« ETOUFFEE ». Livre-témoignage de Sophie Ducrey, victime d’un prêtre de la Communauté Saint Jean

Lundi 2 septembre 2019

Interview de Sophie Ducrey pour la sortie de son livre « ETOUFFEE », le 5 septembre, aux éditions Tallandier.

« A 16 ans, […] elle rencontre la communauté Saint-Jean, fleuron du renouveau catholique de la ‘génération Jean-Paul II’. Ayant de fortes aspirations spirituelles, elle se confie à un prêtre qui va devenir son accompagnateur. Elle témoigne ici de l’emprise psychologique dans laquelle elle va tomber, ainsi que des abus sexuels subis à partir de sa majorité. Il lui faudra près de quinze ans pour entamer des démarches afin de faire reconnaître la violence des actes dont elle a été victime. Au sein de la communauté Saint-Jean et de la hiérarchie de l’Église, elle subit une loi du silence dont elle montre, de manière précise et avec une rare acuité, la mécanique implacable […] » François Maillot, éditeur.

Pourquoi avoir choisi le titre « étouffée » pour votre livre ?

C’est mon éditeur, François Maillot, qui l’a choisi et je le trouve très juste, car l’abus sexuel dont il est question est un crime silencieux et inaudible, par l’entourage, par la victime et même par l’abuseur. De plus, il réclame pour se faire que la liberté de conscience soit préalablement étouffée.

C’est cela dont mon livre parle : comment se passe une mise sous emprise au point que le déni des abus puisse perdurer autant d’années et comment se déroule surtout, de façon très clonée, la mise sous emprise dans la communauté Saint-Jean. On est ici dans un système abusif mis en place par le fondateur. La victime qui entre dans la communauté souvent toute jeune, donc consacrée comme oblate ou religieuse (femme ou homme), ne peut pas s’imaginer que si tous les plus anciens de la communauté, y compris le saint fondateur adulé, approuvent et justifient ce qu’il se passe, il puisse y avoir erreur. Elle est ferrée.

Elle l’est d’autant plus qu’on est dans un contexte religieux. En effet, mon histoire montre comment le psychologique peut se servir du spirituel pour rendre cette emprise encore plus profonde et tenace. Car il s’agit de Dieu quand-même au cœur de l’affaire, et le prêtre abuseur est considéré comme ne vivant plus par lui-même ; c’est le Christ qui vit en lui.

Votre livre est-il un reproche adressé au cléricalisme ?

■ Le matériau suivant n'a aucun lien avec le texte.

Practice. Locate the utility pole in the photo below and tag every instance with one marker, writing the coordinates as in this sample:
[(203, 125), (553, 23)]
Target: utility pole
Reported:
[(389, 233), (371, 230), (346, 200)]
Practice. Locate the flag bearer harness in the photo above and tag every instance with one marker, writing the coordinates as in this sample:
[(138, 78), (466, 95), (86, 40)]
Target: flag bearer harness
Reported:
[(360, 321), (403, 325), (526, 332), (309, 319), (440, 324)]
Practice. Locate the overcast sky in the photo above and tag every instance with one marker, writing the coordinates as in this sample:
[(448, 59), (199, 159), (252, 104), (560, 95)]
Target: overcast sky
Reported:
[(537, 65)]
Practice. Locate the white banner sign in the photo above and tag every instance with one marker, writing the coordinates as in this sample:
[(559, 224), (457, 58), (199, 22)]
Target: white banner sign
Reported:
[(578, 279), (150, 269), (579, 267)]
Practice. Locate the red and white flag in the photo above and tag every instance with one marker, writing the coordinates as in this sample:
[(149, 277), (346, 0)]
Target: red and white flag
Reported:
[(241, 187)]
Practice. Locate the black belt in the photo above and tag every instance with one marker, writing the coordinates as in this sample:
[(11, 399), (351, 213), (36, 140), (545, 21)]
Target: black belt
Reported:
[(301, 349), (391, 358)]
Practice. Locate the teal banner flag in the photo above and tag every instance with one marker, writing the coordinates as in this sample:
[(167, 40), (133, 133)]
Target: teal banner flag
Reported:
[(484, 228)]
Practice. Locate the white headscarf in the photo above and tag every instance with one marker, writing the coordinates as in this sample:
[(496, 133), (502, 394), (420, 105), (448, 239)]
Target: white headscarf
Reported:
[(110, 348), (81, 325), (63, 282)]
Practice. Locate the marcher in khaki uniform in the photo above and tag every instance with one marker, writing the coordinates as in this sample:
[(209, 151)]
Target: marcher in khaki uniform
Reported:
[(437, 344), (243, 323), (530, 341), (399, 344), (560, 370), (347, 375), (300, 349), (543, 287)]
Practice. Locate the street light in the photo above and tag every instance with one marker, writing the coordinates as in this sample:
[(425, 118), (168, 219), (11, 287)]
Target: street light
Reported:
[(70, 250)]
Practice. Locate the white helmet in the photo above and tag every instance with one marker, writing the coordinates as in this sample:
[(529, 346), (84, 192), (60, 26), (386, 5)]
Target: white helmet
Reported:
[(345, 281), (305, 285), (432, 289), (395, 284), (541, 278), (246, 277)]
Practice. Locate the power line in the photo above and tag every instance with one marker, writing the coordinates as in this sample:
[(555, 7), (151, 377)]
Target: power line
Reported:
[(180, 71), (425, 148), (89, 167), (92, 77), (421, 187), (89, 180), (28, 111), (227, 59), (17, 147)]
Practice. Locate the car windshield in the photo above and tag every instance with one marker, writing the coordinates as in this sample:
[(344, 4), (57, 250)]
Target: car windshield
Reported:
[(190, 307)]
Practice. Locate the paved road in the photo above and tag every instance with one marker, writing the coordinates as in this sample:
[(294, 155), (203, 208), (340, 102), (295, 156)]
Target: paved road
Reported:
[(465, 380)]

Je préfère dire que mon livre est une mise en lumière. Chacun est responsable de mettre en lumière les zones d’ombres de sa vie et d’agir en conséquence, l’Église y compris. Si je suis aussi l’Église, j’ai fais ma part avec ce livre. J’ai appris à me méfier de ceux qui prétendent parler au nom de Dieu, et je pense avoir gagné en liberté intérieure. Voir tellement d’ombre peut donner le sentiment d’être plus fragile alors que c’est le contraire : on devient plus libre face à elle, on risque moins de se faire avoir à l’avenir.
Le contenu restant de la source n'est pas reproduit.